Canker Sore Medical Treatment


Although there is no cure for canker sores, treatment can decrease symptoms, reduce the likelihood that they will return, and prolong periods of remission. Your doctor has a number of treatments available:

  • Silver nitrate can be applied directly to the lesion. A medical provider who is experienced in application should do this; however, the nitrate sticks can be purchased over the Internet. There is a randomized trial demonstrating the efficacy of this treatment. There is almost immediate relief of pain and the lesion heals over the next three to five days. Many patients do not like the burnt taste that they get in their mouth immediately after the procedure but love the total relief of pain within a few hours.
  • Debacterol is a combination of sulfonated phenolic compounds and sulfuric acid that works in a very similar manner to the silver nitrate. It chemically abrades/burns the ulcer. This causes almost immediate relief of the pain and causes the lesion to heal over the next three to five days. It is only available by prescription, but it can be applied by either a dentist or physician. It only has to be applied once.
  • Prescription medications: If over-the-counter medications do not help, your doctor may prescribe one of a number of medications:
  1. Triamcinolone Acetonide Dental Paste USP (Kenalog in Orabase): This can be applied up to three times a day, preferably after meals or at bedtime.
  2. Amlexanox (Aphthasol): This can be applied up to four times a day, after each meal and at bedtime. There is little evidence that the medication actually decreases pain or speeds healing.
  3. Tetracycline suspensions (Achromycin, Nor-tet, Panmycin, Sumycin, Tetracap) used as a mouthwash can relieve pain and accelerate healing; however, their use does not prevent recurrence. Also, use for more than five days may cause problems with reactions and yeast infections in the mouth.

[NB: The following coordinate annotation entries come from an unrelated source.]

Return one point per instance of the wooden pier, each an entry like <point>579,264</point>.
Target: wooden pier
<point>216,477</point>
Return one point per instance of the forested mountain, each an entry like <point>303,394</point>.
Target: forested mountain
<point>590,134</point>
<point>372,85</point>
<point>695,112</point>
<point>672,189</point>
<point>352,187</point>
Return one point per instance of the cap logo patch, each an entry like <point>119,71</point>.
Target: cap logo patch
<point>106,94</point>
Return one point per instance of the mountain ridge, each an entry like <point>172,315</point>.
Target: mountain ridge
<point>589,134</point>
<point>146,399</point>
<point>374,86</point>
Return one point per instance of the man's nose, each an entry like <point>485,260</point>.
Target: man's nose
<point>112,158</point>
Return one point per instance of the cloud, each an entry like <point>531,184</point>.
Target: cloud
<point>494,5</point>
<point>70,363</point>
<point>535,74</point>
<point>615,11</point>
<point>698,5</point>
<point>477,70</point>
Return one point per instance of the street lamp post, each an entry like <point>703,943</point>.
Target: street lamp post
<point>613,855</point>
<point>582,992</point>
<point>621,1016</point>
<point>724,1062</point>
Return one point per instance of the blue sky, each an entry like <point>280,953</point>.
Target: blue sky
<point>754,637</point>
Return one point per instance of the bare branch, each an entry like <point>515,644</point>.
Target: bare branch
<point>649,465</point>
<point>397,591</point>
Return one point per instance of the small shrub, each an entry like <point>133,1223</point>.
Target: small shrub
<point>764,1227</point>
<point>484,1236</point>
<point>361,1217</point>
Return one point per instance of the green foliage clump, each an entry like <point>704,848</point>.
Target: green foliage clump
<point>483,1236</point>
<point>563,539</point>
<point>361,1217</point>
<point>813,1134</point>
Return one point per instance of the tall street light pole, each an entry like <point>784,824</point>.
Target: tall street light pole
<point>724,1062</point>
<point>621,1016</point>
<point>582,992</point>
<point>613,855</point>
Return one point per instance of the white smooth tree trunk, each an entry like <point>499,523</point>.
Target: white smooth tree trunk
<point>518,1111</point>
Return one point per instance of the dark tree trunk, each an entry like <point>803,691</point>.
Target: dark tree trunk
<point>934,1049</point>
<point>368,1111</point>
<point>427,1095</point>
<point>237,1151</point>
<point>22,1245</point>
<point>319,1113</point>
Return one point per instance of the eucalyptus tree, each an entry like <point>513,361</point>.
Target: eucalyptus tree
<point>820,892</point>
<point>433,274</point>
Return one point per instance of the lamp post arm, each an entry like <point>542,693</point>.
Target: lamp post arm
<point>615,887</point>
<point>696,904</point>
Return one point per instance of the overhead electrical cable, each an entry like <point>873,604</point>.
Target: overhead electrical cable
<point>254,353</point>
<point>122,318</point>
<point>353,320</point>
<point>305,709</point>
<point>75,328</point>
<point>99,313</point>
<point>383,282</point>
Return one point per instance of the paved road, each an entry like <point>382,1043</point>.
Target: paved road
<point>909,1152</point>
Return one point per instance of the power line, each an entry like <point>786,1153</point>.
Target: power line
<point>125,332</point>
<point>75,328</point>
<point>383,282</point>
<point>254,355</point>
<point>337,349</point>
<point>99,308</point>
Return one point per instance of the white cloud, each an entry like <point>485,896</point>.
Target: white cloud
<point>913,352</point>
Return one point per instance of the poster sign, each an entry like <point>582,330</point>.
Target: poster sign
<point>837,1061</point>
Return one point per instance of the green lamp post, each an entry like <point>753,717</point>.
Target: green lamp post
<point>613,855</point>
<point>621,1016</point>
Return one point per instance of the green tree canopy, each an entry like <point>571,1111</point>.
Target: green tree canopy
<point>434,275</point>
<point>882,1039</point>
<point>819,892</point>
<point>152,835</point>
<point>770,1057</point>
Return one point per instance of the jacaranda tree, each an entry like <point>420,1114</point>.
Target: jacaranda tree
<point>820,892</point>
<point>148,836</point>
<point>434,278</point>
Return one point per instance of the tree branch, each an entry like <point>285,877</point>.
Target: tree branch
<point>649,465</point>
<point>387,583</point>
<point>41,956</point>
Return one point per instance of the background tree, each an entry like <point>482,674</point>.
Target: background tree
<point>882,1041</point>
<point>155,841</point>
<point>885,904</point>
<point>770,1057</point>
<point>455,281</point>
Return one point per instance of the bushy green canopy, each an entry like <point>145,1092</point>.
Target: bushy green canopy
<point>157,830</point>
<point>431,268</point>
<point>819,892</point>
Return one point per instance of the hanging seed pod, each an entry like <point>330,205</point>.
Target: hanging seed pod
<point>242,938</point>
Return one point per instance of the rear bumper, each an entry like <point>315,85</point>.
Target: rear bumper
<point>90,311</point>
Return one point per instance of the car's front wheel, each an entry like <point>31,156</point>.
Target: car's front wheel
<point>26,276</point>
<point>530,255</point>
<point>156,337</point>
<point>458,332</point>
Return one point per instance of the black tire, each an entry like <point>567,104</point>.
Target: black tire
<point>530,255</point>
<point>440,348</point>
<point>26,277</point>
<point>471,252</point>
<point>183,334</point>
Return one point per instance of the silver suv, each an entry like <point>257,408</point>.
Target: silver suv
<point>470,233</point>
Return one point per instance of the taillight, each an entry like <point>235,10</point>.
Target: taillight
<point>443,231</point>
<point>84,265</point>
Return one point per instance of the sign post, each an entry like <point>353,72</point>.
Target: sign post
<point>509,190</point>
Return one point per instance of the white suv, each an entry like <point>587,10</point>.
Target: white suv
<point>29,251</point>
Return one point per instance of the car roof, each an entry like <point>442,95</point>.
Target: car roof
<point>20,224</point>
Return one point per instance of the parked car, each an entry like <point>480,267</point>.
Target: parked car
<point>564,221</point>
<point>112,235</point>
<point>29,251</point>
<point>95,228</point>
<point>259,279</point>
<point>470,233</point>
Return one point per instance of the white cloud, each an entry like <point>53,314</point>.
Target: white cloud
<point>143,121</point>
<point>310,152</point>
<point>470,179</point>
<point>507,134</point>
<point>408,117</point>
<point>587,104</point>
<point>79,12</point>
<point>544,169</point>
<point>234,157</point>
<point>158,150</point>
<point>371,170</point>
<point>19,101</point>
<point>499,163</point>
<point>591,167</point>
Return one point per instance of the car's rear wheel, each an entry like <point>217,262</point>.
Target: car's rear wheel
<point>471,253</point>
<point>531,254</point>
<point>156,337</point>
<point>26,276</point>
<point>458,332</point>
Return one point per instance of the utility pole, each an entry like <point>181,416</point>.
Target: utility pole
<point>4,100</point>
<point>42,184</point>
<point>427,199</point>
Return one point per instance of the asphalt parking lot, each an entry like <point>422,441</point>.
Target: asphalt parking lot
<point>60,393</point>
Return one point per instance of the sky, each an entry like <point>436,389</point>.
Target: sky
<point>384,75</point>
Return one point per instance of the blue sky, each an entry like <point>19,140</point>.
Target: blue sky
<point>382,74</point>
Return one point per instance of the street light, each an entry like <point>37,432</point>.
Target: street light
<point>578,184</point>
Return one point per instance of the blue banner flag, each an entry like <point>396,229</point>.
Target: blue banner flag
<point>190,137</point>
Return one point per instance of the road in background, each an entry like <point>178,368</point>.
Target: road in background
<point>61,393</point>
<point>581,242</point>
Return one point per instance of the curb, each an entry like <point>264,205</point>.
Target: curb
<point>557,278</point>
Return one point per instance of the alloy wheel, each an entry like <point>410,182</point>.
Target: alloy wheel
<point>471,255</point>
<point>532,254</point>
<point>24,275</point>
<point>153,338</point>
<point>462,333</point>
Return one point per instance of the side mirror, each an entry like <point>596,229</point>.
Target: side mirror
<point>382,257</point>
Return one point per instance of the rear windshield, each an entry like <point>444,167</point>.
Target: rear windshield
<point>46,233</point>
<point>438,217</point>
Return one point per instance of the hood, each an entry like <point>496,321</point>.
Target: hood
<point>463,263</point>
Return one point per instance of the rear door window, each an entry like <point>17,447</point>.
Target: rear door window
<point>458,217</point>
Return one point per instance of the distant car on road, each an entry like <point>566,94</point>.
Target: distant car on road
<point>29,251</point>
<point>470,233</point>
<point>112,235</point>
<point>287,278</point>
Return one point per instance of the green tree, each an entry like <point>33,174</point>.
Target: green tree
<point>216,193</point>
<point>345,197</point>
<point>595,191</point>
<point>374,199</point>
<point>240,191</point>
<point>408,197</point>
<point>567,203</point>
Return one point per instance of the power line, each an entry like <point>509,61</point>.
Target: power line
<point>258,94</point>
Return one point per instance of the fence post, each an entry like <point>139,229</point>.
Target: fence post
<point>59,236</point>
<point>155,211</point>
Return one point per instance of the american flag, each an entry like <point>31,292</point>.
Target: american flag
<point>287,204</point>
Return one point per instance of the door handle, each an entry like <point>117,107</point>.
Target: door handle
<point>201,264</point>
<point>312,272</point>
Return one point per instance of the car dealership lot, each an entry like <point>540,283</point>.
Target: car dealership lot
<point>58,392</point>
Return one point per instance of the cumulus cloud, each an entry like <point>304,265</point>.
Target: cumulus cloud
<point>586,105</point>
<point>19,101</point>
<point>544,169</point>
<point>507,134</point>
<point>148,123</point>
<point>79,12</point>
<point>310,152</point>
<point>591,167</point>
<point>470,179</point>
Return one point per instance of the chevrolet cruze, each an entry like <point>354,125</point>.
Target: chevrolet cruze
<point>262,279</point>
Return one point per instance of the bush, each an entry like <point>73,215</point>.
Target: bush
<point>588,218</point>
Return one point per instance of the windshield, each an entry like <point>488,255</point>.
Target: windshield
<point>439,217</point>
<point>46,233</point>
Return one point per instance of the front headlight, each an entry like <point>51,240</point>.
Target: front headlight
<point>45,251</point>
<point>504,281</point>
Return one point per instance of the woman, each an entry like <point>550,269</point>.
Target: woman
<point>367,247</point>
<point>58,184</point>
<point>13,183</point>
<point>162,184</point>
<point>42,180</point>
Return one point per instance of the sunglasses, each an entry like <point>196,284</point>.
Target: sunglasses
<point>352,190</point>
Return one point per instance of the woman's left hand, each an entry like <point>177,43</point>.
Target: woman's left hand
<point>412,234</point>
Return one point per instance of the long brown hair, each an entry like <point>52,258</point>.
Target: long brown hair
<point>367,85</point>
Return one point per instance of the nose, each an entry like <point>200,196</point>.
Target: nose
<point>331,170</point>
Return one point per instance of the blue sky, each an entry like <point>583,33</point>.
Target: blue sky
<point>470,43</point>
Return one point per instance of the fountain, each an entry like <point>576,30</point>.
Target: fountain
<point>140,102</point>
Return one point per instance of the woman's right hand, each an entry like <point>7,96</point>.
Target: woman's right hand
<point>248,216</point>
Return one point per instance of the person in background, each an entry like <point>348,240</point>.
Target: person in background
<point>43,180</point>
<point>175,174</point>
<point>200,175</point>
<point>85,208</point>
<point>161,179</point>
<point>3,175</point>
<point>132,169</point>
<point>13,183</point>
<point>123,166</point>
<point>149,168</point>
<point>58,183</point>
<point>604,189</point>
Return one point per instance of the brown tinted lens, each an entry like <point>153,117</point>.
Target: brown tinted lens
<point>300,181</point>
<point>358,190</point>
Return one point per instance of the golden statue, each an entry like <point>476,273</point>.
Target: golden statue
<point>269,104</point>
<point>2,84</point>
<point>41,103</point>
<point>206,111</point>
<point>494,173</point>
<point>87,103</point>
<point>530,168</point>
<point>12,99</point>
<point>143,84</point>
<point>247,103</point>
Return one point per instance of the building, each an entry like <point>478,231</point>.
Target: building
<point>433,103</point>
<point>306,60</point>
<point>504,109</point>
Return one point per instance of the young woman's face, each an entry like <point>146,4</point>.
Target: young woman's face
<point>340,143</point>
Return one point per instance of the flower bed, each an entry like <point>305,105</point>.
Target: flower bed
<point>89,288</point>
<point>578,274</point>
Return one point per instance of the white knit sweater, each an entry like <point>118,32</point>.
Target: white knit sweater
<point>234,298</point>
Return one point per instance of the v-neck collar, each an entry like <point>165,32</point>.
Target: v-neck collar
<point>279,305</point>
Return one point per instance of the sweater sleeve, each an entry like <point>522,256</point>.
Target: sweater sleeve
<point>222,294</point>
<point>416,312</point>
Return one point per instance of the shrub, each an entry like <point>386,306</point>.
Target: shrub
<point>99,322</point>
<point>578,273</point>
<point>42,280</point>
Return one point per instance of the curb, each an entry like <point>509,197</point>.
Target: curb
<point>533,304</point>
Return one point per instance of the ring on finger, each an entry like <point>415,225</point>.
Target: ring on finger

  4. Viscous lidocaine: This is a 2% gel that is applied to the affected area up to four times a day. In order to avoid toxicity, patients should avoid swallowing the medication and should not use the medication more than four times a day.
  5. Sucralfate slurry (Carafate, a prescription medication used to treat peptic ulcers): This treatment is not recommended by many experts and there are limited studies supporting its use. You mix one tablet in 5-10 milliliters (1-2 teaspoons) of water. The slurry is swished around the mouth and spit out four times a day.
  6. The doctor may prescribe folic acid, iron, or vitamin B12 supplements if you are deficient in these. In such cases, you may require several months of therapy to improve. No benefit has been shown, however, from taking these vitamins if you are not deficient.
  7. Corticosteroids: In extremely severe cases, doctors may consider giving oral doses of corticosteroids, if they believe the benefits of treatment exceed the risks of oral steroids. Risks of steroid therapy include weight gain, weakening of the immune system, brittle bones, increase in gastric acidity leading to ulcers, and others.
  8. Thalidomide (Thalomid): In extremely severe cases, doctors may consider using thalidomide. Unfortunately, its severe adverse effects limit its use, and it is only FDA approved for treatment of major aphthous ulcers in HIV-positive patients.
  9. Other potential medications. A long list of medications has been tried and may be used to treat aphthous ulcers in carefully selected patients. Each of these has significant potential adverse effects, and many are quite expensive. These include colchicine, pentoxifylline (Trental), Interferon,Cimetidine (Tagamet), clofazimine (Lamprene), anti-TNF-α agents,infliximab (Remicade), etanercept (Enbrel), levamisole (Ergamisol), and dapsone.